Vemos o “MC Donalds” fazendo homenagens no 8 de
Março, Dia Internacional de Luta das Mulheres, reafirmando o seu suposto apoio
à valorização das mesmas, enquanto oferece trabalho precarizado a elas, com
baixo salário e jornadas intermitentes.
Nessa mesma linha, temos o caso do “Banco Itaú”
com propagandas reafirmando o empoderamento das mulheres, ao mesmo tempo em que
foi condenado a pagar R$1 milhão de reais por assédio moral contra funcionárias
e funcionários. Além de ter recebido R$67,5 mil reais de uma ex-funcionária no
ano passado quando a mesma, após ingressar com uma ação contra o banco
reclamando o pagamento de suas horas extras, acúmulo de funções, entre outras
verbas, foi parte vencida obrigada a arcar com os honorários advocatícios da
parte contrária – uma vez que, conforme é
válido relembrar, a reforma trabalhista aprovada pelo governo Temer que
favorece o empregador, ou melhor, o patrão, permite tal absurdo.
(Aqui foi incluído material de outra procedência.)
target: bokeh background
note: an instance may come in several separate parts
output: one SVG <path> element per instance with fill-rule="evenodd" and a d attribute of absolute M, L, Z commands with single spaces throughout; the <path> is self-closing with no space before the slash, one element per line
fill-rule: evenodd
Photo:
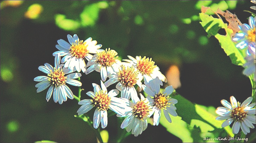
<path fill-rule="evenodd" d="M 249 1 L 1 1 L 0 141 L 97 142 L 90 127 L 74 117 L 80 107 L 76 100 L 69 99 L 59 105 L 52 97 L 47 102 L 47 89 L 36 92 L 34 78 L 46 76 L 38 67 L 54 65 L 57 41 L 67 41 L 68 34 L 91 37 L 102 49 L 116 50 L 121 59 L 127 55 L 152 58 L 167 78 L 164 86 L 172 85 L 193 103 L 217 108 L 231 96 L 243 101 L 251 95 L 249 79 L 242 73 L 242 67 L 231 63 L 218 40 L 207 37 L 198 17 L 202 5 L 228 10 L 248 23 L 251 15 L 244 10 L 253 10 L 250 7 L 254 4 Z M 92 83 L 100 84 L 100 74 L 82 73 L 82 99 L 93 90 Z M 69 87 L 77 95 L 77 87 Z M 88 112 L 91 117 L 94 110 Z M 117 120 L 110 117 L 104 129 L 109 142 L 116 142 L 120 135 Z M 251 132 L 255 134 L 255 129 Z M 141 135 L 122 141 L 166 141 L 181 142 L 159 124 L 149 124 Z"/>

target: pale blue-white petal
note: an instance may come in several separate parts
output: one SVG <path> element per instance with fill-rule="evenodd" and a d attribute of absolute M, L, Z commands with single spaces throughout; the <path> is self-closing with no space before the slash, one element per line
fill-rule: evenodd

A rede de lojas “Marisa” divulga constantemente
o empoderamento feminino, mas foi condenada pelo Tribunal Superior do Trabalho
a pagar indenização por danos morais a uma ex-funcionária da cidade de Santo
André que era submetida, diariamente, a quatro revistas íntimas, bem como, foi
condenada pelo Tribunal de Justiça do Rio de Janeiro a pagar indenização por
danos morais por constranger os consumidores.
Para além das menções acima expostas, podemos
citar vários exemplos da apropriação desses conceitos pelo mercado, bem como,
identificar formas de operação dessa lógica para mascarar a exploração das
mulheres trabalhadoras e travesti-la de ganhos culturais que reafirmam supostas
conquistas femininas.
Cumpre enaltecer que as mulheres da classe trabalhadora
são as que mais sofrem com a precarização do trabalho, a falta de creche, a
violência doméstica e sexual de toda ordem reforçada pela cultura patriarcal,
mas posta em marcha pela exploração do mercado, ou melhor, pelo sistema
capitalista.
Vivemos tempos de crise onde toda a lógica ora
apresentada fica ainda mais evidente. Nada melhor que a realidade para
questionar as inconsistências do mundo das ideias. Nada melhor que a luta de
classes para entendermos a condição de ser mulher na sociedade capitalista/patriarcal.
Nada melhor que lutarmos sem nunca perdermos de vista a histórica luta
feminista levada a cabo pelas mulheres da classe trabalhadora que defendiam a
transformação radical da sociedade de classes. Para isso, é necessário
organizar-se em espaços verdadeiramente revolucionários!